One of the classic critiques made against the liberal social order is that it is philosophically thin, characterized by an inadequate, narrow, limited account of human being and human flourishing. It effectively waives essential (we may say mythical) questions about what the human animal is and replaces those questions with a commitment to certain fixed procedures applied to all, such as procedures intended to ensure fair treatment or equal representation. These procedures, philosophical liberals believe, are the best preservers of peace in a highly plural society such as ours. But such proceduralism arises from the technological core of culture, which is why appeals to fairness and the like miss the mythological orientation of student protests.
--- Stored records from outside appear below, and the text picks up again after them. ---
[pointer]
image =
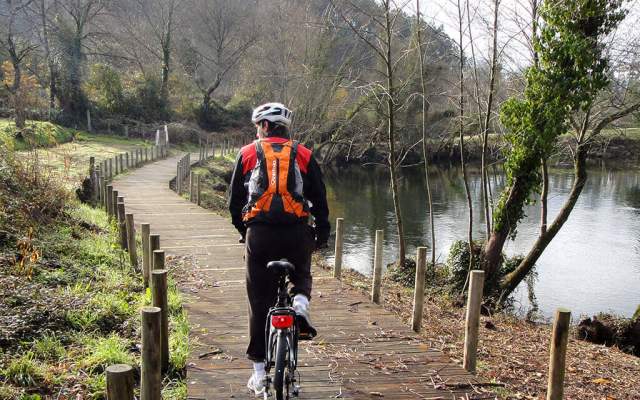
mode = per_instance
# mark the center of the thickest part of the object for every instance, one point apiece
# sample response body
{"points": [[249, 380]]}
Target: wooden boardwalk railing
{"points": [[362, 351]]}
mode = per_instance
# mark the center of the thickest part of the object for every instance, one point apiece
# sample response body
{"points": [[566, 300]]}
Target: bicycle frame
{"points": [[283, 307]]}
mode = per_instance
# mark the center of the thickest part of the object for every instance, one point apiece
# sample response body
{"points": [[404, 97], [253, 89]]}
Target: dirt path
{"points": [[362, 350]]}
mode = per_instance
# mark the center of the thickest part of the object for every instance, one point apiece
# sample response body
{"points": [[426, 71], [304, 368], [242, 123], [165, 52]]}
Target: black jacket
{"points": [[314, 191]]}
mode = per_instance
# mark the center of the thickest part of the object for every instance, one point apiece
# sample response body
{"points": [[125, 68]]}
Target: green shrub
{"points": [[457, 263], [175, 390], [102, 352]]}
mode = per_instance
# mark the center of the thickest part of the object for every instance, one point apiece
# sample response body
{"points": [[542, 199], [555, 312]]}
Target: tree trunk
{"points": [[500, 232], [425, 152], [391, 139], [511, 281], [461, 133]]}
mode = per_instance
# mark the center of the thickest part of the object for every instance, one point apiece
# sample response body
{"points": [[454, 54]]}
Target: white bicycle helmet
{"points": [[273, 112]]}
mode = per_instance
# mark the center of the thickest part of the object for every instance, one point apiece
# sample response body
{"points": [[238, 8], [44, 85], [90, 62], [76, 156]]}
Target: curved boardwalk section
{"points": [[362, 350]]}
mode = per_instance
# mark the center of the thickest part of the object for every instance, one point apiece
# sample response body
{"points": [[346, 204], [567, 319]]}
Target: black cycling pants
{"points": [[266, 243]]}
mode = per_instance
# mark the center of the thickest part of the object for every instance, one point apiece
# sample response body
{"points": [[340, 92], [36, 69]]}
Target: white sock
{"points": [[258, 368], [301, 301]]}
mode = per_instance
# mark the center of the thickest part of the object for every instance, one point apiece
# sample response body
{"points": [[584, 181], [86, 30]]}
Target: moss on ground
{"points": [[69, 300], [35, 134]]}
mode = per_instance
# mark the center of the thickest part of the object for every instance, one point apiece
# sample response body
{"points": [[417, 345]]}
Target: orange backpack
{"points": [[275, 186]]}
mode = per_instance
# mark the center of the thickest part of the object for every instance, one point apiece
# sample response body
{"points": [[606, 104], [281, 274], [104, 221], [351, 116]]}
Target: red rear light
{"points": [[282, 321]]}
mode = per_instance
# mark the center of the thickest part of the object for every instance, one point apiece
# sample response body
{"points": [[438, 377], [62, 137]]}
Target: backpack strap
{"points": [[261, 161]]}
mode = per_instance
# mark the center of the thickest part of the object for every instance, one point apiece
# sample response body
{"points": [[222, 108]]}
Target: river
{"points": [[592, 265]]}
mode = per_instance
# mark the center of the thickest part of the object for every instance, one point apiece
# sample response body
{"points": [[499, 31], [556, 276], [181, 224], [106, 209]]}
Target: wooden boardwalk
{"points": [[362, 351]]}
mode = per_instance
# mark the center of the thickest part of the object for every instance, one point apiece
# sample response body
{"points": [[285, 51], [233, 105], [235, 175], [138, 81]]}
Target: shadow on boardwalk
{"points": [[362, 350]]}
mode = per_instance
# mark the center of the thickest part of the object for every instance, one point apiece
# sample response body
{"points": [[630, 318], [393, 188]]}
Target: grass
{"points": [[79, 310], [35, 134], [24, 371], [214, 174], [105, 351]]}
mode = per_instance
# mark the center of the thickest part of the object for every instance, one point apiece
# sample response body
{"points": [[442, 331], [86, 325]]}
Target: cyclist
{"points": [[276, 185]]}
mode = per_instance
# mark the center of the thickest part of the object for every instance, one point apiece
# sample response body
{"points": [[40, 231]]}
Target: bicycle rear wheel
{"points": [[280, 382]]}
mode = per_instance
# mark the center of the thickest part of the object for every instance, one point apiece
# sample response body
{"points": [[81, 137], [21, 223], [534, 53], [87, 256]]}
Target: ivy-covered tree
{"points": [[571, 70]]}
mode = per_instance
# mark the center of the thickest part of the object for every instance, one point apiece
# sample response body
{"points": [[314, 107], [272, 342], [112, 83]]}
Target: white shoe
{"points": [[257, 384]]}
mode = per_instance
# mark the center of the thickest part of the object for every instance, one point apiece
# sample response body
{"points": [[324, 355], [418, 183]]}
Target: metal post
{"points": [[337, 265], [150, 382], [558, 354], [418, 292], [474, 302], [159, 299]]}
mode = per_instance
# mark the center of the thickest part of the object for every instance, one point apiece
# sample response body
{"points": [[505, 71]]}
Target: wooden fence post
{"points": [[158, 260], [418, 293], [558, 354], [131, 240], [89, 127], [159, 299], [199, 191], [122, 223], [337, 265], [474, 302], [150, 382], [377, 268], [108, 199], [99, 189], [146, 232], [114, 205], [119, 382]]}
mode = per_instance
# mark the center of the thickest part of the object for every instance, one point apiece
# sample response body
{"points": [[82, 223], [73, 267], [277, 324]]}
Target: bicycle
{"points": [[282, 338]]}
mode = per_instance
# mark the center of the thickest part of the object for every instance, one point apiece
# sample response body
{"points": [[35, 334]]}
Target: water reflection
{"points": [[592, 265]]}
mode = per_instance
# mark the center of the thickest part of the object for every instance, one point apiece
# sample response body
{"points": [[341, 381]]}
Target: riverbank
{"points": [[69, 301], [511, 351]]}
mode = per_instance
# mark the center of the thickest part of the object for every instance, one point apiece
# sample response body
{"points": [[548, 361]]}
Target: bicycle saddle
{"points": [[281, 267]]}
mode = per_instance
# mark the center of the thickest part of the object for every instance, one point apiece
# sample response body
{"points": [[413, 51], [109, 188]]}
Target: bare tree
{"points": [[379, 33], [222, 37], [15, 41], [75, 30], [461, 124]]}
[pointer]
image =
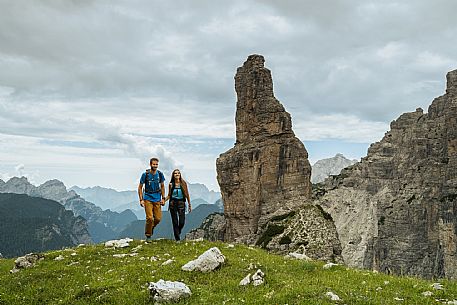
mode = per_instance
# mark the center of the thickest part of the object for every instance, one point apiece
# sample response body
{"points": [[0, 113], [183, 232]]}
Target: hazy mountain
{"points": [[330, 166], [165, 228], [32, 224], [107, 198], [103, 224]]}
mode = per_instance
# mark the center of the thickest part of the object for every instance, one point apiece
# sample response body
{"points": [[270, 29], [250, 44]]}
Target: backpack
{"points": [[152, 185]]}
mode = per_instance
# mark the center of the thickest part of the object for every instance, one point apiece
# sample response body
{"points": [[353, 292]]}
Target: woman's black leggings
{"points": [[178, 216]]}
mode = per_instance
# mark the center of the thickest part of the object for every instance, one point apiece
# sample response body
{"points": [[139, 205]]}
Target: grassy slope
{"points": [[97, 277]]}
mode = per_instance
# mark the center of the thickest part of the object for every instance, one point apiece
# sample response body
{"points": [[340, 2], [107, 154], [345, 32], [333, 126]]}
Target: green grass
{"points": [[94, 276]]}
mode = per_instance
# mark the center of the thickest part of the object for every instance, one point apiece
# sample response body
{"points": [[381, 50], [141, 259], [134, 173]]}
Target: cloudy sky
{"points": [[90, 89]]}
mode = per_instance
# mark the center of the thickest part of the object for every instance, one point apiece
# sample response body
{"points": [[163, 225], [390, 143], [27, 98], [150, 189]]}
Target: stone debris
{"points": [[329, 265], [26, 261], [121, 255], [167, 262], [246, 280], [137, 248], [332, 296], [296, 255], [119, 243], [208, 261], [258, 278], [168, 291]]}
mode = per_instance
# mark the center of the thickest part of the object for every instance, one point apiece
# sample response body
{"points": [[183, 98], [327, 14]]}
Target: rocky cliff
{"points": [[330, 166], [44, 225], [396, 210], [266, 175], [102, 224]]}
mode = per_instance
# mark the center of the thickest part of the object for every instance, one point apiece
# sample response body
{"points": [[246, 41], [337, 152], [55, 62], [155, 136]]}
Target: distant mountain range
{"points": [[103, 224], [107, 198], [31, 224], [330, 166], [165, 228]]}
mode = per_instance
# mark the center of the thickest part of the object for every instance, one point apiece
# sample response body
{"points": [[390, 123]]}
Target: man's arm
{"points": [[140, 194]]}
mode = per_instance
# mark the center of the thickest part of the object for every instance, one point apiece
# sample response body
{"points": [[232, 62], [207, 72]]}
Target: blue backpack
{"points": [[152, 182]]}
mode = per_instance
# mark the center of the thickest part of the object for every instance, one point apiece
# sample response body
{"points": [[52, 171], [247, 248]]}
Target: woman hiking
{"points": [[178, 193]]}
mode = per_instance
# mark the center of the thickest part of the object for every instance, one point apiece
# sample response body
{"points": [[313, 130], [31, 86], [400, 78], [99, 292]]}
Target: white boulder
{"points": [[119, 243], [332, 296], [258, 278], [246, 280], [296, 255], [329, 265], [208, 261], [167, 291], [26, 261]]}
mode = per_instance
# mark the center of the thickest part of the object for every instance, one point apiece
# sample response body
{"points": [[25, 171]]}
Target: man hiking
{"points": [[152, 199]]}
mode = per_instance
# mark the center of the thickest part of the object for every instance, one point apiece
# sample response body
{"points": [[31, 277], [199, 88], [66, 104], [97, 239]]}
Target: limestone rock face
{"points": [[396, 210], [212, 228], [268, 167], [330, 166]]}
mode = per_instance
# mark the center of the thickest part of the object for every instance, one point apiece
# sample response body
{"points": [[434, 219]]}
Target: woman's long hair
{"points": [[183, 182]]}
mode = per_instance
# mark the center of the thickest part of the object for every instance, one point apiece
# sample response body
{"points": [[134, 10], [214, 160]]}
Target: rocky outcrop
{"points": [[330, 166], [396, 210], [44, 225], [212, 228], [266, 175], [268, 165], [103, 224]]}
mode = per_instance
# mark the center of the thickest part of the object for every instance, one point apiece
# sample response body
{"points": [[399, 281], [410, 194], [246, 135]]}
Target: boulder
{"points": [[26, 261], [208, 261], [168, 291]]}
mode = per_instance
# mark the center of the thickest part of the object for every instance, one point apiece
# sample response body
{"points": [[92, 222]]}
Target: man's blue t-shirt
{"points": [[153, 197]]}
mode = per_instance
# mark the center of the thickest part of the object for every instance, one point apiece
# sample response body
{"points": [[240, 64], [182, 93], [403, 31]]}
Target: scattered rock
{"points": [[119, 243], [330, 265], [208, 261], [258, 278], [332, 296], [296, 255], [26, 261], [137, 248], [167, 262], [168, 291], [59, 258], [246, 280]]}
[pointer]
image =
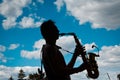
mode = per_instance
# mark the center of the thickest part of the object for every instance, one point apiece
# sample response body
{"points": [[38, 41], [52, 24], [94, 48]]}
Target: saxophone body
{"points": [[92, 67]]}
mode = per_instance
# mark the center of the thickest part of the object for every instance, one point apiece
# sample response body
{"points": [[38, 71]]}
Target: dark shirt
{"points": [[54, 63]]}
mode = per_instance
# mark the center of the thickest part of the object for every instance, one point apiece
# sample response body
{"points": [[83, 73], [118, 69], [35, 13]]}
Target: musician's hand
{"points": [[79, 50], [82, 67]]}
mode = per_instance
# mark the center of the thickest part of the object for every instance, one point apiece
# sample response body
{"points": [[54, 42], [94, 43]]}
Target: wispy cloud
{"points": [[102, 14], [11, 10], [13, 46]]}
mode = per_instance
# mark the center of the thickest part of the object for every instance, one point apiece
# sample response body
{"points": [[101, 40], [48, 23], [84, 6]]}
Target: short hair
{"points": [[47, 28]]}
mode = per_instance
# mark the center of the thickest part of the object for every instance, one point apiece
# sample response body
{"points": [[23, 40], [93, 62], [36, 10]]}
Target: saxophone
{"points": [[92, 67]]}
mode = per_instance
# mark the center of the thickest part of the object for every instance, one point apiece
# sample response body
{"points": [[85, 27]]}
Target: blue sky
{"points": [[94, 22]]}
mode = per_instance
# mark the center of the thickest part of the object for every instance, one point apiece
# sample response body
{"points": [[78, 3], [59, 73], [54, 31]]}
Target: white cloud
{"points": [[29, 22], [2, 58], [31, 54], [110, 57], [59, 4], [6, 72], [2, 48], [88, 47], [11, 10], [101, 13], [13, 46], [38, 44], [67, 43]]}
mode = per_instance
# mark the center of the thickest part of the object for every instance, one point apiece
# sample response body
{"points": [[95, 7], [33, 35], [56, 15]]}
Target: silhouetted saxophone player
{"points": [[53, 60]]}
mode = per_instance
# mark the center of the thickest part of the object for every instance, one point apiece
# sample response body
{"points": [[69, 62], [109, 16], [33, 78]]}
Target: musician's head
{"points": [[49, 31]]}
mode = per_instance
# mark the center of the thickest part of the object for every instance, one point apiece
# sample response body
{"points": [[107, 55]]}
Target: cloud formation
{"points": [[11, 10], [102, 14], [13, 46]]}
As an example of a failed critique of campus protest, take a recent argument by Richard Prystowsky of Marion Technical College. Writing on the website for Heterodox Academy, an organization dedicated to promoting “viewpoint diversity” in the American university, Prystowsky sought to persuade student protesters and “no-platformers” that their preferred strategies are ineffective:
If [students] are led to think that it is appropriate for them to shout down speakers whose views they dislike or that they find offensive, then, to act with intellectual integrity and in good faith, students would have to support people shouting them down when they express views that others find distasteful or offensive.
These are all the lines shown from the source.